Steven Dewey, in his letter to the Tribune, spins the conservative narrative that blue states are dependent on red states for handouts from the federal government. This is a popular theme that has been pushed by the GOP and the current administration. The reality is exactly the opposite. An AP fact check notes that Mississippi gets $2.13 back from the federal government for each $1 it pays to the feds in taxes. Kentucky gets $1.90 back. Meanwhile, the rich states of New Jersey and New York get back $0.74 and $0.81, respectively.

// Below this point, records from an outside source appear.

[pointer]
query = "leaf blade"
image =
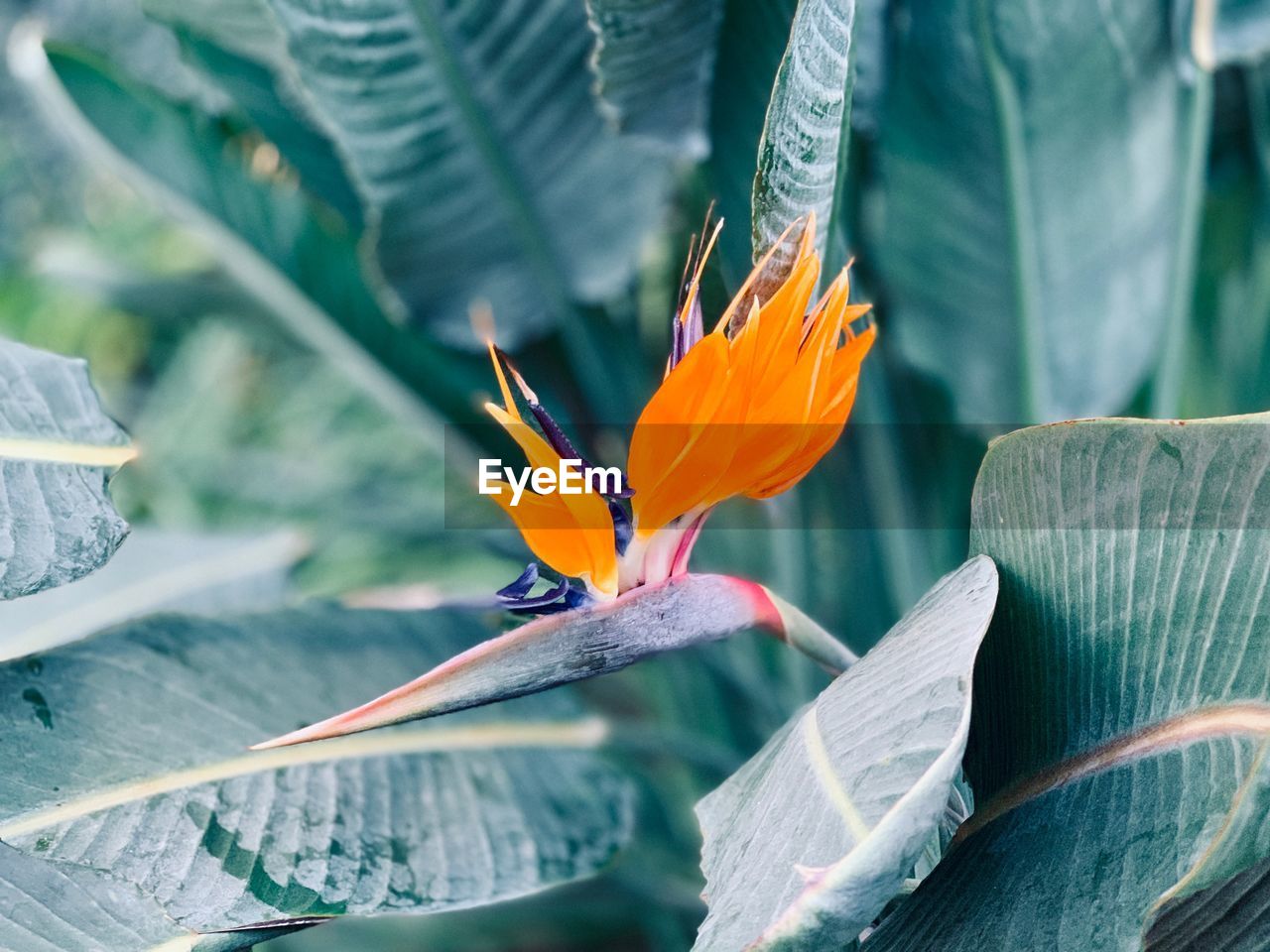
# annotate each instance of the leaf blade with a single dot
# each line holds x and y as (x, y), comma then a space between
(812, 838)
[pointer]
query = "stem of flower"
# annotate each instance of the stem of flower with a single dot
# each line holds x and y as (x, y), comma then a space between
(799, 631)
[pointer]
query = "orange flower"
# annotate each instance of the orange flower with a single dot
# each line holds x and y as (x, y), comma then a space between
(747, 411)
(572, 534)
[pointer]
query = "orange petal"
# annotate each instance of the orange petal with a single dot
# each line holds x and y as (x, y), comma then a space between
(675, 448)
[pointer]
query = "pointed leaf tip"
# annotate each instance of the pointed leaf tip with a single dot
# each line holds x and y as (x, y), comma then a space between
(554, 651)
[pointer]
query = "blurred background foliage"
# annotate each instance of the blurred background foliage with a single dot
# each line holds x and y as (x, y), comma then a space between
(266, 241)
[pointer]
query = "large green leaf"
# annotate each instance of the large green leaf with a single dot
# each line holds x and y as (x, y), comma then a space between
(58, 448)
(154, 570)
(1040, 171)
(653, 63)
(584, 643)
(803, 151)
(808, 842)
(266, 232)
(1121, 711)
(471, 134)
(126, 754)
(1220, 32)
(752, 42)
(94, 912)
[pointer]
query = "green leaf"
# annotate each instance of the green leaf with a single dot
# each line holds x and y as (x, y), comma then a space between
(1222, 32)
(153, 570)
(51, 906)
(1121, 711)
(243, 27)
(808, 842)
(58, 449)
(653, 63)
(472, 137)
(266, 232)
(1034, 258)
(126, 754)
(803, 151)
(276, 109)
(752, 44)
(585, 643)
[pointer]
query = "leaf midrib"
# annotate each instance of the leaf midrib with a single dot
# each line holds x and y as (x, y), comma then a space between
(49, 451)
(532, 231)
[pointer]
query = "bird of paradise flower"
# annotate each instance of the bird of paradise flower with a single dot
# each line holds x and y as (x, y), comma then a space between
(744, 411)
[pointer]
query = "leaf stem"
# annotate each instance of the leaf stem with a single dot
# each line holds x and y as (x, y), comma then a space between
(1166, 393)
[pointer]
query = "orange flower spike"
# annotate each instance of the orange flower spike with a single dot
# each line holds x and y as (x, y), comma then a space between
(747, 409)
(572, 534)
(676, 445)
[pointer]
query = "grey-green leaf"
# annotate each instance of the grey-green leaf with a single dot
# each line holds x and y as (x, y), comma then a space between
(153, 570)
(803, 153)
(58, 449)
(1120, 734)
(55, 906)
(471, 132)
(1039, 171)
(267, 235)
(1223, 32)
(126, 754)
(653, 63)
(808, 842)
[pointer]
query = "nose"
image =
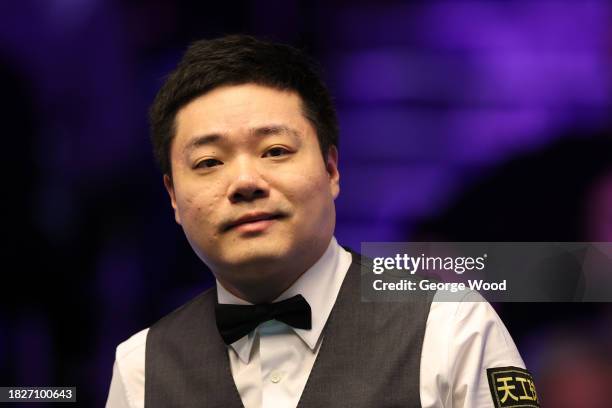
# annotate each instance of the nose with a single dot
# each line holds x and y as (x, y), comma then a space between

Additionally, USA Today confirms that 18 of the 19 poorest states have legislatures with both houses controlled by the GOP, and PolitiFact notes that 9 of the 10 poorest states are red states. An example: Residents of Harlan County in Kentucky received 54% of their income from the federal government. Yet the governor of Kentucky was elected after running on a platform of cutting the very social programs which disproportionately benefit his own constituents.

The reality is that blue states generally send more to the federal government than they get back in federal benefits, while red states generally get more in benefits than they pay to the federal government in taxes. So, the answer to Mr. Dewey’s question — “Who votes blue?” — seems to be that those who support themselves, but also value the role of government in providing a social safety net for those among us who are most in need, tend to vote blue, while those who oppose “big government” and its social programs, but benefit the most from them, tend to vote red.

So let’s end the false narrative that poor GOP states are supporting richer Democratic states, when exactly the opposite is true.